There are MD5 ways to do differential backups, but this MD5 way to write the following questions:
md5sum There is a problem with the MD5 value of some soft joins
• Backup of empty directories is not supported because md5sum cannot get MD5 values for empty directories
• Permission Modification Md5sum Unable to judge
Solution:
using the Mtime CTime of the file
Mtime (Modified time) is changed when writing files with changes to the contents of the file
CTime (Create time) is changed with the contents of the Inode when writing the file, changing the owner, permissions, or link settings
Nonsense not much to say directly on the code:
#!/usr/bin/env python import Time,os,sys,cpickle fileInfo = {} def logger (time,filename,status,filenum): F = open (' Ba Ckup.log ', ' a ') f.write ("%s\t%s\t%s\t\t%s\n"% (time,filename,status,filenum)) def tar (sdir,ddir,filenum): Command = " Tar zcf%s%s >/dev/null 2>&1 "% (Ddir +". tar.gz ", Sdir) if Os.system (command) = = 0:logger (Time.strftime (
'%F%x '), Ddir + ". tar.gz", ' success ', FileNum) Else:logger (Time.strftime ('%F%x '), Ddir + ". tar.gz", ' failed ', FileNum) def fullbak (path): FileNum = 0 for root,dirs,files in Os.walk (path): for name in files:file = Os.path.join (Root, name) Mtime = os.path.getmtime (file) CTime = os.path.getctime (file) fileinfo[file] = (mtime,ctime FileNum + + + 1 f = open (P, ' W ') Cpickle.dump (fileinfo,f) f.close () tar (s,d,filenum) def diffbak (path): for Root,dirs,files in Os.walk (path): for name in Files:file = Os.path.join (root,name) mtime = os.path.getmt IME (file) CTime =Os.path.getctime (file) fileinfo[file] = (mtime,ctime) if Os.path.isfile (p) = = 0:f = Open (P, ' W ') F.close ( If Os.stat (p). st_size = = 0:f = Open (P, ' W ') Cpickle.dump (fileinfo,f) FileNum = Len (Fileinfo.keys ()) F
. Close () print FileNum tar (s,d,filenum) else:f = open (P) Old_fileinfo = Cpickle.load (f) f.close ()

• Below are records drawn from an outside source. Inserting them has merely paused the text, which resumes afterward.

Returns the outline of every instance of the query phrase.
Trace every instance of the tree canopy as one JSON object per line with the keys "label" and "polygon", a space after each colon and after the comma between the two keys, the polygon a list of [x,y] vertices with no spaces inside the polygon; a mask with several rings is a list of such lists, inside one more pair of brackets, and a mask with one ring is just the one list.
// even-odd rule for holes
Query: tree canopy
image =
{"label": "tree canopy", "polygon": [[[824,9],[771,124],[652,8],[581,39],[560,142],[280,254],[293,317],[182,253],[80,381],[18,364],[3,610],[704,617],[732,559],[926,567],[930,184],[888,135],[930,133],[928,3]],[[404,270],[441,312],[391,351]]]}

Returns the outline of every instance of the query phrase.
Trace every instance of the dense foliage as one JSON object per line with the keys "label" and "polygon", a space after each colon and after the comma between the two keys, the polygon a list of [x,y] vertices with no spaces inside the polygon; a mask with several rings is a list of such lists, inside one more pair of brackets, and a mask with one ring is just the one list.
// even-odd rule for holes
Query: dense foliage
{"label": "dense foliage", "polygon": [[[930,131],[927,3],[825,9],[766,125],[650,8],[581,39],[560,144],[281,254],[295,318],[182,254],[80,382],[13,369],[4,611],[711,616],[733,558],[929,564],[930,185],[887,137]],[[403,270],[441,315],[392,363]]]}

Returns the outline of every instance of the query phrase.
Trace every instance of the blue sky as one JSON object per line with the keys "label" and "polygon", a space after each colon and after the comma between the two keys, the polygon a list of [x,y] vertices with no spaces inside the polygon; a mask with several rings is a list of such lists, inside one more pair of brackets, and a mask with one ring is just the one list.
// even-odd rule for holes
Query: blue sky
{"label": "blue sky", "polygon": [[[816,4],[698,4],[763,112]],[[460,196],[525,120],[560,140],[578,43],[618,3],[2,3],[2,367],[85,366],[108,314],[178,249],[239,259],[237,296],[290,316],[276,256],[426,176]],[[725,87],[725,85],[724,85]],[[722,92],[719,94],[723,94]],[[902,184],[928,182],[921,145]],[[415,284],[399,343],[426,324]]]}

difference = Dict (set (Fileinfo.items ()) ^set (Old_fileinfo.items ()) FileNum = Len (difference) Print FileNum Difference_file = '. Join (Difference.keys ()) Print Difference_file tar (difference_file,d,filenum) f = open ( P, ' W ') Cpickle.dump (fileinfo,f) f.close () def Usage (): print "' Syntax:python file_bakcup.py pickle_file Model Source_dir FILENAME_BK model:1:full backup 2:differential backup Example:python file_backup.py FileInfo
. PK 2/etc etc_$ (date +%f) explain:automatically add '. tar.gz ' suffix ' ' sys.exit () If Len (SYS.ARGV)!= 5: Usage () P = sys.argv[1]
M = Int (sys.argv[2]) S = sys.argv[3] D = sys.argv[4] if M = = 1:fullbak (s) elif M = = 2:diffbak (s) else:print " 33[;31mdoes not support this mode\033[0m "Usage" ()
Test:
$ python file_backup.py data.pk 1 data data_$ (date +%f) #全备份
$ > Data/www.jb51.net #测试创建文件, modify file permissions
$ chmod 777 D Ata/py/eshop_bk/data.db
$ python file_backup.py data.pk 2 data data_$ (date +%f) _1 #备份改变的文件
2
data/py/eshop _bk/data.db data/www.jb51.net
Read the blogger's code, very enlightening, but there is a problem, if I complete the full backup, delete one of the files, and then do a differential backup, can detect the deleted file, but the execution of tar will be wrong, because this file is no longer exist, so before the execution of tar, It is best to use os.path.exists () to determine whether the difference file path exists, if it does not exist, do not perform tar, feedback a file to delete information.